Braves fans were having flashbacks last night as they watched Atlanta squander a 4-0 lead to their rivals. The Phillies completed the 5-4 comeback victory with two giant swings late in the ballgame. This win not only ended the Braves winning streak, but also pushed Atlanta to six games back in the NL East race.
While the offense was mostly quiet outside of a red-hot Matt Olson, this was another very winnable game for the Braves that ended up in bitter defeat. The reason...manager Brian Snitker fell into his old habits.
Snit leaves starter in the game too long...once again
The bullpen management from Brian Snitker has been an adventure over the last few weeks to say the least. After an exhausting series against the Twins (where pretty much every reliever was relied upon) Snitker and the Braves needed a solid start from 40 year-old Charlie Morton.
And the veteran provided just that. Morton was battling command most of the night, but he was able to spin five scoreless innings and send the game into the sixth with the Braves leading 4-0. However, just like Snitker did with Bryce Elder in game three of last year's NLDS, the starter was left out there for one batter too many.
Morton gave up two singles in the first three batters to begin the bottom of the sixth. After Realmuto's single Morton was over 100 pitches on the night. Up next was Brandon Marsh, who Morton had struck out twice thus far. Marsh struggles against lefties, but Snit disregarded those awful numbers and allowed Charlie the chance to pitch out of the jam. Marsh immediately blasted a three-run homer to left to make it a ballgame once again.

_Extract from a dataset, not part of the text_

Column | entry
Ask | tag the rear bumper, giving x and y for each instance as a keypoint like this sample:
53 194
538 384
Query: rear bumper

It was the same mistake he made in CBP during game three of the NLDS last season. Morton was clearly gassed, and you had a solid LHP in Aaron Bummer ready to go. The same Aaron Bummer who hadn't pitched since Sunday.
We know by now that Snit doesn't have much trust in Aaron Bummer, never really giving him the chance to pitch in high-leverage situations. However, Bummer has had a supremely underrated year, pitching to the tune of a 2.66 xERA, 1.89 FIP, and 2.36 xFIP.
All of Bummer's underlying numbers are superb as well. He does an excellent job getting groundballs and generating weak contact. In fact he's allowed just ONE barrel all season, the best mark in baseball. That's what makes it wild to see Luke Jackson deployed in a one-run game yesterday, yet somehow Snitker clearly has no faith in one of the Braves better bullpen arms.
It's the same mistakes over and over again. As we said, we know the bullpen was taxed coming out of the Twins series. But here, we're talking about the one guy who hasn't gotten a ton of work. The one guy who was traded for to get the star left-handed hitters the Phillies deploy out. It's just a shame he didn't even get the opportunity.
Instead it was the same mistake that sunk Braves fans in October of last year. The starter left out on the mound too long, and the gut punch three-run homer everyone saw coming expect the one guy who could've prevented it.